Je magnetiserende blik schroeide de wonden dicht op mijn ziel
met malaria hitte die het angstzweet verdampte in mijn ogen.
Het feit dat je er was, was de onwerkelijkheid die vorm kreeg
via de handen van Boticelli en de turbulentie van een jonge Dali.
Je staarde me aan als een pasgeborene die de magie van de
kosmos voor het eerst degusteert in complete verstomming.
Je tong dwaalde zenuwachtig over je rozenblad lippen en
de glans van je tanden duelleerde met het licht in je ogen.
De woorden die zorgzaam ontsnapten over je lippen naar
de kamer toe sloegen zich ter pletter op mijn ziel waar
ze smolten op een bed van hoop en honing smachten naar
een tijd waar de zandloper bevroor door je aanwezigheid.
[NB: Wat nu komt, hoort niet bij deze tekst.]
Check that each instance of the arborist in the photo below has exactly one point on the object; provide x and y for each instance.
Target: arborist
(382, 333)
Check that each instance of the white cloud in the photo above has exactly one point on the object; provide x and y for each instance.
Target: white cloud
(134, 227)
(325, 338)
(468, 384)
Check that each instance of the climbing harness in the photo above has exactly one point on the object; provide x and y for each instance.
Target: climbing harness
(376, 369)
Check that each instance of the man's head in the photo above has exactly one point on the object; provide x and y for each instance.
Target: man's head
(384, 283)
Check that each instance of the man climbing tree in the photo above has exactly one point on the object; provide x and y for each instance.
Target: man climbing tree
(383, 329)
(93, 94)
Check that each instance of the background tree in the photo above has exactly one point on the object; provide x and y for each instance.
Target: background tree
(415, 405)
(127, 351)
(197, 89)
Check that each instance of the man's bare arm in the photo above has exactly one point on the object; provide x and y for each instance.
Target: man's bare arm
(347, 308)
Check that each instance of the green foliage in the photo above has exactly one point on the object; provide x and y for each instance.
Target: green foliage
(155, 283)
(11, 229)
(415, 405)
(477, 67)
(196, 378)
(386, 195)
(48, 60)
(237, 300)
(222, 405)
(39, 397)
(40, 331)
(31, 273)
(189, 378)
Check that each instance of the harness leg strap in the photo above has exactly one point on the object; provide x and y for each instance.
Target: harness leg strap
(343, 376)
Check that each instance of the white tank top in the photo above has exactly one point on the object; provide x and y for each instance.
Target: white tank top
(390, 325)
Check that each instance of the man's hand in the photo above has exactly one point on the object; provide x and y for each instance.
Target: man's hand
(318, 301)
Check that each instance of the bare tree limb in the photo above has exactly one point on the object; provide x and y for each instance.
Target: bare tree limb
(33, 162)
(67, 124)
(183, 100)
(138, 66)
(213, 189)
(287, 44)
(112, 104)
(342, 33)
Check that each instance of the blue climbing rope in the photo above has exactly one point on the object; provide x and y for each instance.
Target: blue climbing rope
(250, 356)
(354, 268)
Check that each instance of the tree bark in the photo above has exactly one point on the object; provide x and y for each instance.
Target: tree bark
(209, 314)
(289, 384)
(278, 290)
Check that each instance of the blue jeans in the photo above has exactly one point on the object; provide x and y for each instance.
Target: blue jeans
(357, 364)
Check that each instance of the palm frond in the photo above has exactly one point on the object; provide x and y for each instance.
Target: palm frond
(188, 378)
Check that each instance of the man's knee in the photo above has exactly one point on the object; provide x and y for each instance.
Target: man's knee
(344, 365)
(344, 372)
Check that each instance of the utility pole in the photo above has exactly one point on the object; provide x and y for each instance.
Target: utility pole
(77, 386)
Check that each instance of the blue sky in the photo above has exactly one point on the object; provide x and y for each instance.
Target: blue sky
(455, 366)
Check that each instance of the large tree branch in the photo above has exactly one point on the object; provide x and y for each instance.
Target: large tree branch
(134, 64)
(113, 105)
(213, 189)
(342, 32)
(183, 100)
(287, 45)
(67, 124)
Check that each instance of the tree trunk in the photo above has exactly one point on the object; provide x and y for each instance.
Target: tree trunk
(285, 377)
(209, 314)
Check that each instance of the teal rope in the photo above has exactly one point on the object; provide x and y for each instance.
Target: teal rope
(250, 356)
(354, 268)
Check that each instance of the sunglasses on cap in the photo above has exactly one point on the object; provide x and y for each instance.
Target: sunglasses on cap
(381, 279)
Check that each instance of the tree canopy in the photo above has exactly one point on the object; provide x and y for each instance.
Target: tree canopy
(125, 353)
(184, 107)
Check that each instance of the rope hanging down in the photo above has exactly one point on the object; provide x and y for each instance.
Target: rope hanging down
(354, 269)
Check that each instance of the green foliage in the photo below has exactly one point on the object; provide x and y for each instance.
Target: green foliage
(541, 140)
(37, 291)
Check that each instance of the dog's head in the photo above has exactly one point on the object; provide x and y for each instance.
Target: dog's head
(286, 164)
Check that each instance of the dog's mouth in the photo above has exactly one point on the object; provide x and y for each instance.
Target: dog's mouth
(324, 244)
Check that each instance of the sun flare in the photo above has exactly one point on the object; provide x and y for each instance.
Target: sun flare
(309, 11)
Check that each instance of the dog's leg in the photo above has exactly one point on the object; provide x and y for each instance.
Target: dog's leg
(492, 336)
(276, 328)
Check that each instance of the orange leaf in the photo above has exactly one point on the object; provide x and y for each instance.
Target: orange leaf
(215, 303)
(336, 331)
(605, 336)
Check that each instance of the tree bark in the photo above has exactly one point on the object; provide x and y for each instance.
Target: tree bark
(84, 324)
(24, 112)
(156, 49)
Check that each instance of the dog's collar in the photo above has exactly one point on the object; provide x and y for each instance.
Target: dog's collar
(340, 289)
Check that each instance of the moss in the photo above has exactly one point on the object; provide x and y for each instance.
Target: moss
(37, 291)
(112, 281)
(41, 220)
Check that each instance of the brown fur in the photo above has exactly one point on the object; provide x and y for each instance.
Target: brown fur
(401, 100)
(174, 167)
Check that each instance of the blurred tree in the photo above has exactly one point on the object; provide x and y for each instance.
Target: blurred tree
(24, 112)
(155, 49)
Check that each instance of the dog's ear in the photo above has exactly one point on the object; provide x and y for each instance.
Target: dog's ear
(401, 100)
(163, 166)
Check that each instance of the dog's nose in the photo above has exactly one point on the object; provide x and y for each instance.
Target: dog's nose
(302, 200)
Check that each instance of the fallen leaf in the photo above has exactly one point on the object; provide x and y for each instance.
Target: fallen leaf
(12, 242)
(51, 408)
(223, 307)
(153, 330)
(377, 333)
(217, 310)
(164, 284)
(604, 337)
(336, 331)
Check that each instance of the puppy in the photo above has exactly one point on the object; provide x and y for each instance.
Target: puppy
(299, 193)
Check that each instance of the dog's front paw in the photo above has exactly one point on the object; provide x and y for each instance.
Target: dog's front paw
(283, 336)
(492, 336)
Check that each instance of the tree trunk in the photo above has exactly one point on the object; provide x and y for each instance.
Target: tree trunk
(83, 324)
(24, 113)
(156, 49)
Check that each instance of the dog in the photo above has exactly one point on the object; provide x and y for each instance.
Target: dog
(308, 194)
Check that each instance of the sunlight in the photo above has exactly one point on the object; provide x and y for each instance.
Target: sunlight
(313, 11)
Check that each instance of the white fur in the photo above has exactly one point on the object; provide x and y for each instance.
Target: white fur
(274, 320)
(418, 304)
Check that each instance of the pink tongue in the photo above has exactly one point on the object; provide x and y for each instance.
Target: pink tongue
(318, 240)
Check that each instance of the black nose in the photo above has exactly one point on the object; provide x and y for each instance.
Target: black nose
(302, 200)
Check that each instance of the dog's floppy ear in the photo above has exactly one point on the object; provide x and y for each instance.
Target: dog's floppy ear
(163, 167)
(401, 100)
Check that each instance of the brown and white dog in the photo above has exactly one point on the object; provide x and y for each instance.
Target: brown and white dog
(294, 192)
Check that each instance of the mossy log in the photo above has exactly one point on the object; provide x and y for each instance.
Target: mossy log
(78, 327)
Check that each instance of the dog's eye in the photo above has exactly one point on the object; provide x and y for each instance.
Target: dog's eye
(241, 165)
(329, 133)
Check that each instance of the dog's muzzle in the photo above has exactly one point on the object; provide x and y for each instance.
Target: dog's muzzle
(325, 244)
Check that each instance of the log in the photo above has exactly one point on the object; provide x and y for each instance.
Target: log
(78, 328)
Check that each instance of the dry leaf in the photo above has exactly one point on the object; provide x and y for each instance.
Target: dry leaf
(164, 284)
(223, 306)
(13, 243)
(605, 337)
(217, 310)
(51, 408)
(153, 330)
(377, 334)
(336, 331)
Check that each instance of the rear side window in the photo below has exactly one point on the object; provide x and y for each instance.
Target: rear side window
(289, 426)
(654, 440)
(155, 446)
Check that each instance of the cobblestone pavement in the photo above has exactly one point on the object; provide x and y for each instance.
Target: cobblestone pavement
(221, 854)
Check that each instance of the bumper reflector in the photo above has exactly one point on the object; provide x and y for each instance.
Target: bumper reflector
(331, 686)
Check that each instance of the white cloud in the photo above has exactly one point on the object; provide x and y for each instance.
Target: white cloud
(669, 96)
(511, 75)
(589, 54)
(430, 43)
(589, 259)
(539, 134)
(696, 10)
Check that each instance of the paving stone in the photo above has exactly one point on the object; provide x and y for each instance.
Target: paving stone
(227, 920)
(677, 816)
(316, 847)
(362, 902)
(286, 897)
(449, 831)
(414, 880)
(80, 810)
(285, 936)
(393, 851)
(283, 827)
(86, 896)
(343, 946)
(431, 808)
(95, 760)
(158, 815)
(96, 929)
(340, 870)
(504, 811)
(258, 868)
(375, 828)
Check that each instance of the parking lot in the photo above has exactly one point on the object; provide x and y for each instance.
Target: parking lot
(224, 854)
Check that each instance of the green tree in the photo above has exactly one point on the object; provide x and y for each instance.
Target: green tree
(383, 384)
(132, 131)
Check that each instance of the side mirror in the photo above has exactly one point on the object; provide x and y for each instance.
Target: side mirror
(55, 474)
Ik begeerde de wens om tijdmeester te worden en dit
moment mee te nemen op mijn gedachten die galoppeerden
in de weide van mijn door het lot getarte levensatlas.
Terwijl spontaan in de achtergrond een symfonie werd
geboren versmolten onze blikken tot een magisch Bengaals
vuur welke immer zuurstof genoeg zou inhaleren om de vlam
van ons zielsverhaal levendig te houden, we spraken zonder
stem in gedachten en onze handen streelden onzichtbaar
onze lichamen in een eeuwig herhalend ritme zoals de zee die
ontembaar elke morgen het strand kust en de maan afscheid
blijft nemen om de zon te zien openbloeien als de mooiste roos.
Ik zal eeuwig je geur over me dragen als de cape van de ouderdom.